Feature Selection Tutorial

In this Jupyter notebook, we’ll walk through the information-theoretic feature selection algorithms in PicturedRocks.

In [1]:
import numpy as np
import scanpy.api as sc
import picturedrocks as pr
In [2]:
adata = sc.datasets.paul15()
WARNING: In Scanpy 0.*, this returned logarithmized data. Now it returns non-logarithmized data.
... storing 'paul15_clusters' as categorical
In [3]:
adata
Out[3]:
AnnData object with n_obs × n_vars = 2730 × 3451
    obs: 'paul15_clusters'
    uns: 'iroot'

The process_clusts method copies the cluster column and precomputes various indices, etc. If you have multiple columns that can be used as target labels (e.g., different treatments, clusters via different clustering algorithms or parameters, or demographics), this sets and processes the given columns as the one we’re currently examining.

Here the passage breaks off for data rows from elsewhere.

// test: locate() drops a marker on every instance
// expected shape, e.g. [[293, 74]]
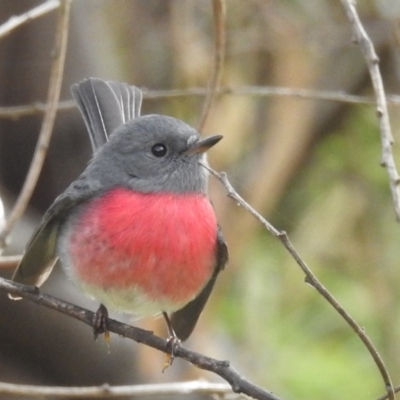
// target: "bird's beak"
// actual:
[[203, 145]]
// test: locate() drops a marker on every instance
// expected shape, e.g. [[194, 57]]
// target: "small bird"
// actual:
[[136, 230]]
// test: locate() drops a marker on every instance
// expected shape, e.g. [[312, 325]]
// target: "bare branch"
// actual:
[[372, 60], [311, 279], [107, 391], [15, 22], [221, 368], [16, 112], [219, 12], [48, 121]]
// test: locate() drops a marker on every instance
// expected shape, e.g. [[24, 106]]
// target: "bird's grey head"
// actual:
[[153, 153]]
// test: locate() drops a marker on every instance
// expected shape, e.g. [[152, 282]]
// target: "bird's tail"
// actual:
[[105, 105]]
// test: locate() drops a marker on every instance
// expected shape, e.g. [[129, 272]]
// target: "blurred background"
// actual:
[[310, 166]]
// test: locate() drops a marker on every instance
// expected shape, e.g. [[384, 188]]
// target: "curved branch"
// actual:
[[372, 60], [107, 391], [312, 280], [16, 112], [219, 12], [48, 122], [222, 368]]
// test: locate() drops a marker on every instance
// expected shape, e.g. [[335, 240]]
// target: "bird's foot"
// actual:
[[100, 324], [173, 343]]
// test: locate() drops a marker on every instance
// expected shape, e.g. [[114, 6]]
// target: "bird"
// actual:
[[136, 230]]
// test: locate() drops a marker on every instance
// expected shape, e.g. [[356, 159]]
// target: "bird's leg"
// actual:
[[100, 324], [173, 341]]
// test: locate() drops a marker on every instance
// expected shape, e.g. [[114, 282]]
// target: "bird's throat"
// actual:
[[162, 245]]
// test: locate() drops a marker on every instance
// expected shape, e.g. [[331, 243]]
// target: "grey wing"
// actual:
[[40, 254], [105, 106], [184, 320]]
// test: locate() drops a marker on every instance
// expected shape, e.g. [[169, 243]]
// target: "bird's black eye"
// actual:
[[159, 150]]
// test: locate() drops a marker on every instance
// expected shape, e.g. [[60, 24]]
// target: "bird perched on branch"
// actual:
[[136, 230]]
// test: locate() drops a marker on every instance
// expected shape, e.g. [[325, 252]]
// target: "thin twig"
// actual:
[[219, 13], [372, 60], [15, 22], [107, 391], [16, 112], [222, 368], [53, 96], [311, 279]]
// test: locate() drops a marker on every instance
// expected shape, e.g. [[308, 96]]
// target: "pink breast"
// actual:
[[164, 244]]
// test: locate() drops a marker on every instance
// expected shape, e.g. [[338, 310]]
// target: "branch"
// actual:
[[372, 60], [107, 391], [221, 368], [219, 13], [16, 112], [312, 280], [53, 96], [15, 22]]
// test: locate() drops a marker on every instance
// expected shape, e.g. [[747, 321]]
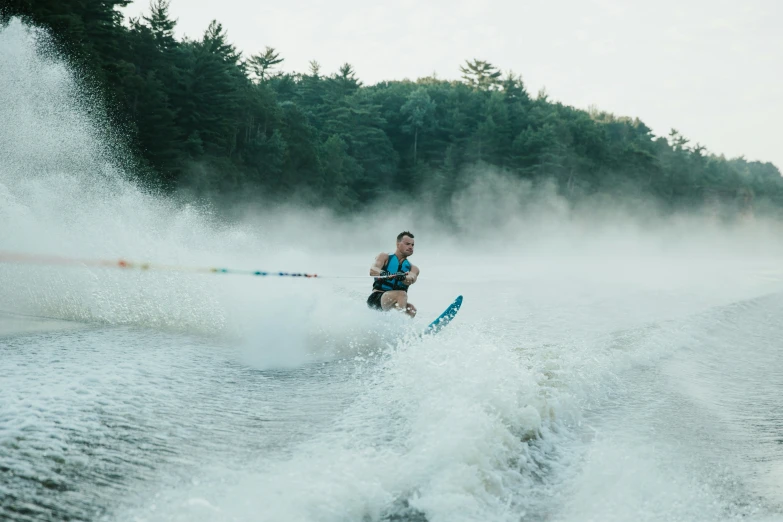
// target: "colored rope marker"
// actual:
[[17, 258]]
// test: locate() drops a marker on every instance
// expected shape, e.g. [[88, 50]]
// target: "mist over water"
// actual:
[[609, 362]]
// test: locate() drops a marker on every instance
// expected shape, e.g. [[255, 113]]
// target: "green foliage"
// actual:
[[202, 118]]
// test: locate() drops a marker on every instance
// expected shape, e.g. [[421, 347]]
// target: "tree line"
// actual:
[[201, 116]]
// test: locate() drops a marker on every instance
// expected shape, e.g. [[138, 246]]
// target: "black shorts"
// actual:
[[374, 301]]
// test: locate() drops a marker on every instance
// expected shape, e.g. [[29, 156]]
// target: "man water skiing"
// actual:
[[392, 292]]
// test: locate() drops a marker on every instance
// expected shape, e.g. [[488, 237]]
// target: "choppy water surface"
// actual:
[[600, 369]]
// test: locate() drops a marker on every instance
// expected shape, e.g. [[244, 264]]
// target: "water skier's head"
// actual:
[[405, 243]]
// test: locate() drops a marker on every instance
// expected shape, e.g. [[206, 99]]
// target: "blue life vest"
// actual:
[[392, 265]]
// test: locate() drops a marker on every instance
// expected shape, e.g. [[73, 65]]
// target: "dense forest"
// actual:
[[202, 117]]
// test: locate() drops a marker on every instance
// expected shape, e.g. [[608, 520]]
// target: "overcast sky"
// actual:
[[712, 69]]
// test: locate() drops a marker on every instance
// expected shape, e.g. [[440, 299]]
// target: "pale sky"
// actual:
[[712, 69]]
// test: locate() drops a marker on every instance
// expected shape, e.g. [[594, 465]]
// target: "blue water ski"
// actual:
[[444, 318]]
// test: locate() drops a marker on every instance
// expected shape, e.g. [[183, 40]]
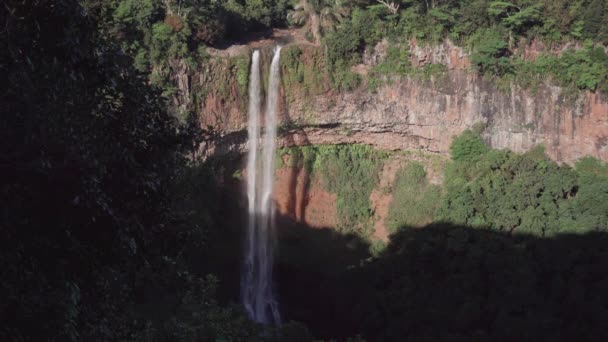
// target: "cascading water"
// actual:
[[256, 287]]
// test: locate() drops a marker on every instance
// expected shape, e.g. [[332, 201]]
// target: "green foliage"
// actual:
[[468, 147], [349, 171], [415, 201], [584, 69], [522, 193], [242, 65], [490, 52]]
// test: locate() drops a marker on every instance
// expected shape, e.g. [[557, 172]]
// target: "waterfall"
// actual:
[[256, 288]]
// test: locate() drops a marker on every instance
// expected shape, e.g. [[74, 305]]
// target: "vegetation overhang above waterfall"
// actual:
[[403, 170]]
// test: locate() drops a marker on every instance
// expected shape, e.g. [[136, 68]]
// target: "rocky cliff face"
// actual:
[[414, 113]]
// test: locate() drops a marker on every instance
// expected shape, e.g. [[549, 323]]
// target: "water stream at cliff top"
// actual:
[[256, 281]]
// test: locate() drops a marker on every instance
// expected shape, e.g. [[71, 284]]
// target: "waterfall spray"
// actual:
[[256, 287]]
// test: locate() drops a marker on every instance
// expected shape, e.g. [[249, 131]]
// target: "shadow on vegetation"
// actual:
[[444, 282]]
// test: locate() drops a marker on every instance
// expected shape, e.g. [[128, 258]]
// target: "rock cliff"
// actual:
[[416, 112]]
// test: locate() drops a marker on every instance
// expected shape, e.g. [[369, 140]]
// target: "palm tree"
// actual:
[[318, 16]]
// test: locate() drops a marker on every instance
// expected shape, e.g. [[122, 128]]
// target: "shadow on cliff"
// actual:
[[444, 283]]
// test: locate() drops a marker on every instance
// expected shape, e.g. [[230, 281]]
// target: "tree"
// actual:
[[318, 16]]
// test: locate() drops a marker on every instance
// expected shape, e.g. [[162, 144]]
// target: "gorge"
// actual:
[[299, 170]]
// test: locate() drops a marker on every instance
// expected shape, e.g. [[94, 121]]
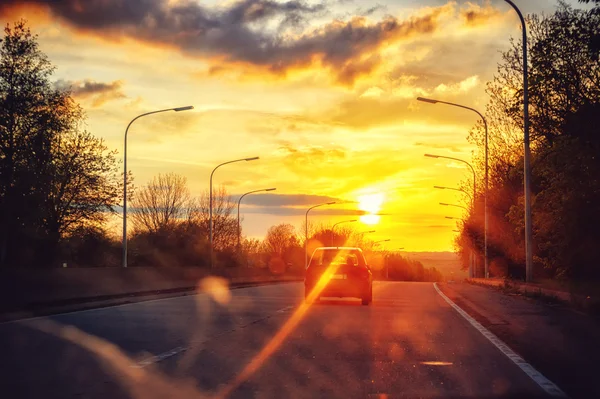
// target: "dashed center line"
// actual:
[[547, 385]]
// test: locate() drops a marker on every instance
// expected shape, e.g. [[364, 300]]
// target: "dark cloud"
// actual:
[[476, 15], [243, 33], [289, 200], [98, 92], [292, 211]]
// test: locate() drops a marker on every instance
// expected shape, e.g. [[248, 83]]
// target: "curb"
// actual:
[[49, 308]]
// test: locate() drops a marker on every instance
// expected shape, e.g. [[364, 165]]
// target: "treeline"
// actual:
[[60, 186], [564, 95]]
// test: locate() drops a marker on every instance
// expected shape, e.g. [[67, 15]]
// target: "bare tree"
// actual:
[[279, 238], [224, 223], [161, 203]]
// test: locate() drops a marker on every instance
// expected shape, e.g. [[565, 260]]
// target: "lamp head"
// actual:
[[427, 100], [187, 108]]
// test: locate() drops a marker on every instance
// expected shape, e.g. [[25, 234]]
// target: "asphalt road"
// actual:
[[260, 342]]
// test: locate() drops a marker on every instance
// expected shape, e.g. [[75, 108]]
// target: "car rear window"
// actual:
[[326, 257]]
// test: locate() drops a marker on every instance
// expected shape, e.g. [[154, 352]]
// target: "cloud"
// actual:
[[476, 15], [264, 34], [295, 211], [460, 87], [98, 92], [451, 148], [289, 200]]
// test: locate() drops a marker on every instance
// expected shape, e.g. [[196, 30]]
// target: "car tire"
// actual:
[[367, 299], [306, 293]]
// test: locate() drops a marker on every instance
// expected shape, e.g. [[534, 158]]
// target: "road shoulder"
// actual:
[[560, 343]]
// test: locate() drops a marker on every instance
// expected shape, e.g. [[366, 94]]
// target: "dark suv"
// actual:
[[339, 272]]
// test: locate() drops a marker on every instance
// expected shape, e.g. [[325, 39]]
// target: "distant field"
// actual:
[[448, 263]]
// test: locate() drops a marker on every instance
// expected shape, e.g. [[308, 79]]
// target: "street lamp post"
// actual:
[[210, 201], [455, 189], [474, 179], [471, 253], [485, 213], [240, 201], [526, 155], [466, 163], [178, 109], [306, 229], [333, 227], [457, 206]]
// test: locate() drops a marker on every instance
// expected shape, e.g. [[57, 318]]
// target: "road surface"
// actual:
[[260, 342]]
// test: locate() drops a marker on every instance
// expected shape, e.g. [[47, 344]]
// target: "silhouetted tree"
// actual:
[[161, 204], [564, 89], [54, 176]]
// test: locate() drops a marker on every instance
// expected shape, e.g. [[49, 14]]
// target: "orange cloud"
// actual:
[[98, 92], [476, 15], [239, 34]]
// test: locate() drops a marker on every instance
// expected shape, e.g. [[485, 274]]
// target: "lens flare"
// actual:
[[371, 204]]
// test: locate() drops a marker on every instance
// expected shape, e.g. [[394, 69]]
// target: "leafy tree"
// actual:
[[54, 176], [564, 90]]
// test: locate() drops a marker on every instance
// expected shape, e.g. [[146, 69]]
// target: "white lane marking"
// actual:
[[160, 357], [175, 351], [547, 385], [177, 297]]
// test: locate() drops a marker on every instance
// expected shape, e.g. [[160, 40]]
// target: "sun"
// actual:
[[371, 204]]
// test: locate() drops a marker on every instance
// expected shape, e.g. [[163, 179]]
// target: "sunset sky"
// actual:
[[323, 92]]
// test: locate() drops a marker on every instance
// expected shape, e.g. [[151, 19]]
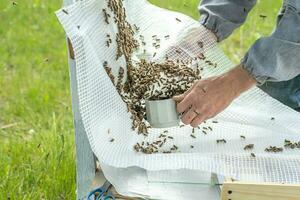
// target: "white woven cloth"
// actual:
[[102, 108]]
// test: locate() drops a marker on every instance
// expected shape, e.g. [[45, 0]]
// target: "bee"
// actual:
[[200, 44], [178, 19], [193, 136], [262, 16], [136, 27], [178, 51], [65, 11], [249, 147], [106, 16], [201, 56]]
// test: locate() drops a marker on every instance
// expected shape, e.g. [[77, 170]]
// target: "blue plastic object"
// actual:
[[102, 193]]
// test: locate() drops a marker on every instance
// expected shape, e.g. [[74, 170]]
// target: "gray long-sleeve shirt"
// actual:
[[275, 58]]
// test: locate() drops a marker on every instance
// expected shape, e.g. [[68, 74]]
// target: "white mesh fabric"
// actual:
[[102, 108]]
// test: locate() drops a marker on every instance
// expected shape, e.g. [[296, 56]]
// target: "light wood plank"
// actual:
[[259, 191]]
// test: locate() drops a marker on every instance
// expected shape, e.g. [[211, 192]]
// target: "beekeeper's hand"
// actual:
[[210, 96]]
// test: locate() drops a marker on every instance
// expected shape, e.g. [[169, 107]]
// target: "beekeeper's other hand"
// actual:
[[210, 96]]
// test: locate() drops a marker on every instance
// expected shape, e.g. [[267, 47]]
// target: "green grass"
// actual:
[[37, 155]]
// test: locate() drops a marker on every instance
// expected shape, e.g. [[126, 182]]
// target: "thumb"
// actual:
[[178, 98]]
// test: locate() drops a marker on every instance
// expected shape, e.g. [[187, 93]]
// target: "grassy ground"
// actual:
[[36, 130]]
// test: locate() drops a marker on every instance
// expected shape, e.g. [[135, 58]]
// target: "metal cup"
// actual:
[[162, 113]]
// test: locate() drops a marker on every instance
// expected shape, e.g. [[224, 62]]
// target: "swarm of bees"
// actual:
[[143, 80], [156, 146]]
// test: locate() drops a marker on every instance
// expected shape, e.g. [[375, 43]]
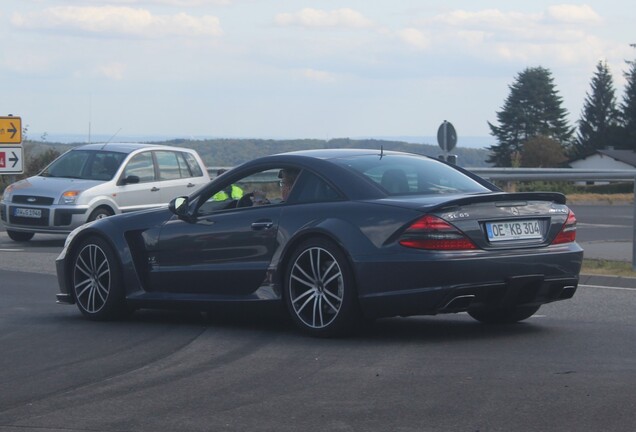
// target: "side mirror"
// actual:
[[179, 206], [130, 180]]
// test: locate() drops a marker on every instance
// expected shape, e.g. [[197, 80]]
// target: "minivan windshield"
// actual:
[[412, 175], [85, 164]]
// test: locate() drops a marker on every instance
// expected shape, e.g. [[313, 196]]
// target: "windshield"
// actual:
[[412, 175], [85, 164]]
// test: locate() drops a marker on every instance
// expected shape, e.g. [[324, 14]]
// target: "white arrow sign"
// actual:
[[11, 160]]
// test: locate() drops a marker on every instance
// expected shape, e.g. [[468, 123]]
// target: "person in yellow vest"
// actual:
[[230, 192]]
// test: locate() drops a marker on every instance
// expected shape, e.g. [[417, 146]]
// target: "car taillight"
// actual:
[[433, 233], [568, 230]]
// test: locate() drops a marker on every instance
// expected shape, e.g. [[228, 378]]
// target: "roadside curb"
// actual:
[[614, 281]]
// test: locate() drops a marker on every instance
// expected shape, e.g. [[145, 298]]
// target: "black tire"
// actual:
[[503, 315], [96, 280], [320, 293], [100, 213], [19, 236]]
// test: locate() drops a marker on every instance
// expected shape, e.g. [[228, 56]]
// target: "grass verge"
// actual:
[[607, 268]]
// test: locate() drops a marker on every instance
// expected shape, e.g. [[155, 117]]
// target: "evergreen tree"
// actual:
[[628, 106], [599, 122], [533, 108]]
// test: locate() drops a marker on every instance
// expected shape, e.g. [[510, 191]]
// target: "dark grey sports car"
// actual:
[[334, 235]]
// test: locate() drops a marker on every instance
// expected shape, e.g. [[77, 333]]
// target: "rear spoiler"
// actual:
[[503, 197]]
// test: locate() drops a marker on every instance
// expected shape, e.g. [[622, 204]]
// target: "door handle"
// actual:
[[262, 225]]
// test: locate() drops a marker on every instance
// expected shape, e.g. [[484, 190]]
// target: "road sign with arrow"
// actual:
[[11, 161], [10, 130]]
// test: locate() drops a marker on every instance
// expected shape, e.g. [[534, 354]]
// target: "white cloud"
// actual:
[[560, 34], [118, 21], [574, 14], [318, 75], [114, 71], [414, 38], [309, 17], [178, 3]]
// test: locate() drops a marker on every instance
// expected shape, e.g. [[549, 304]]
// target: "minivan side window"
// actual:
[[142, 166], [168, 165], [193, 165]]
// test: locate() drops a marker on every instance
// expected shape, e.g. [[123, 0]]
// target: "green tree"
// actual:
[[542, 152], [533, 108], [599, 125], [628, 107]]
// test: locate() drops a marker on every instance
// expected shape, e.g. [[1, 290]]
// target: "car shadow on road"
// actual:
[[444, 328], [441, 328]]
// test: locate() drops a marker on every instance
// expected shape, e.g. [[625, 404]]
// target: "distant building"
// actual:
[[607, 159]]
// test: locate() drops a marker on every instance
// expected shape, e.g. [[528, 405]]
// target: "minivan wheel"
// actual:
[[99, 213], [19, 235]]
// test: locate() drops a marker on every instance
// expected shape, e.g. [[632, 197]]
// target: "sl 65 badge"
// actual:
[[457, 215]]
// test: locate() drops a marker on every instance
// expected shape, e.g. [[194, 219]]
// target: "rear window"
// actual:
[[411, 175]]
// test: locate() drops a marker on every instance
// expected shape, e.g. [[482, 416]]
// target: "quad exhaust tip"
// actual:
[[460, 302]]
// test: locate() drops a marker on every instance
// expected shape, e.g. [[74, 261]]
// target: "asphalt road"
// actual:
[[570, 367], [605, 231]]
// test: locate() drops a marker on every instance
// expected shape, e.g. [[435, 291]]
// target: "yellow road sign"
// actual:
[[10, 130]]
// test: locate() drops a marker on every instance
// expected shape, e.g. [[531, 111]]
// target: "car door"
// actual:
[[175, 178], [141, 195], [223, 253]]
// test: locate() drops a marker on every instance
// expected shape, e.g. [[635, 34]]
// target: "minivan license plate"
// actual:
[[514, 230], [30, 213]]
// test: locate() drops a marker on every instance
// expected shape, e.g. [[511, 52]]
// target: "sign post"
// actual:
[[11, 160], [447, 140]]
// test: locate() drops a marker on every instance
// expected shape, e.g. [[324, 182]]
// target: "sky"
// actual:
[[290, 69]]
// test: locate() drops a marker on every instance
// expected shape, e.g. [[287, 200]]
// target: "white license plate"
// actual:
[[514, 230], [32, 213]]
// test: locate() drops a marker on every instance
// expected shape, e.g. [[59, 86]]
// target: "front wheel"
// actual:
[[99, 213], [96, 280], [503, 315], [319, 289], [19, 236]]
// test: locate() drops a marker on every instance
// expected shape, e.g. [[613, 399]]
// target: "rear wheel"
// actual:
[[96, 280], [19, 235], [503, 315], [319, 289]]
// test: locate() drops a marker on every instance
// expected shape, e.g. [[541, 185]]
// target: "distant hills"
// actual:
[[232, 152]]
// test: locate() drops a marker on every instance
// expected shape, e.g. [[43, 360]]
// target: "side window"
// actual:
[[168, 165], [312, 188], [142, 166], [266, 187], [195, 168]]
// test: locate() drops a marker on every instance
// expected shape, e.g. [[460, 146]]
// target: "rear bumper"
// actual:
[[433, 283], [527, 290]]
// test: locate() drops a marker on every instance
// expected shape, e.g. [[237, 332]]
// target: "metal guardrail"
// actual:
[[552, 174]]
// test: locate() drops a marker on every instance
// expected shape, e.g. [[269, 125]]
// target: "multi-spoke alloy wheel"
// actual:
[[95, 279], [319, 291]]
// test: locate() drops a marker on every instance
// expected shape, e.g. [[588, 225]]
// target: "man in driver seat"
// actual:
[[230, 192]]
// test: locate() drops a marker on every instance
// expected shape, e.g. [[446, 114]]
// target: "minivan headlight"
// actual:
[[70, 197]]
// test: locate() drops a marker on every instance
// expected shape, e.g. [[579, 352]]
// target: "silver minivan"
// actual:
[[99, 180]]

This is necessary for supervised analysis and visualization tools in PicturedRocks that use cluster labels.

In [4]:
pr.read.process_clusts(adata, "paul15_clusters")
Out[4]:
AnnData object with n_obs × n_vars = 2730 × 3451
    obs: 'paul15_clusters', 'clust', 'y'
    uns: 'iroot', 'num_clusts', 'clusterindices'

Normalize per cell and log transform the data

In [5]:
sc.pp.normalize_per_cell(adata)
In [6]:
sc.pp.log1p(adata)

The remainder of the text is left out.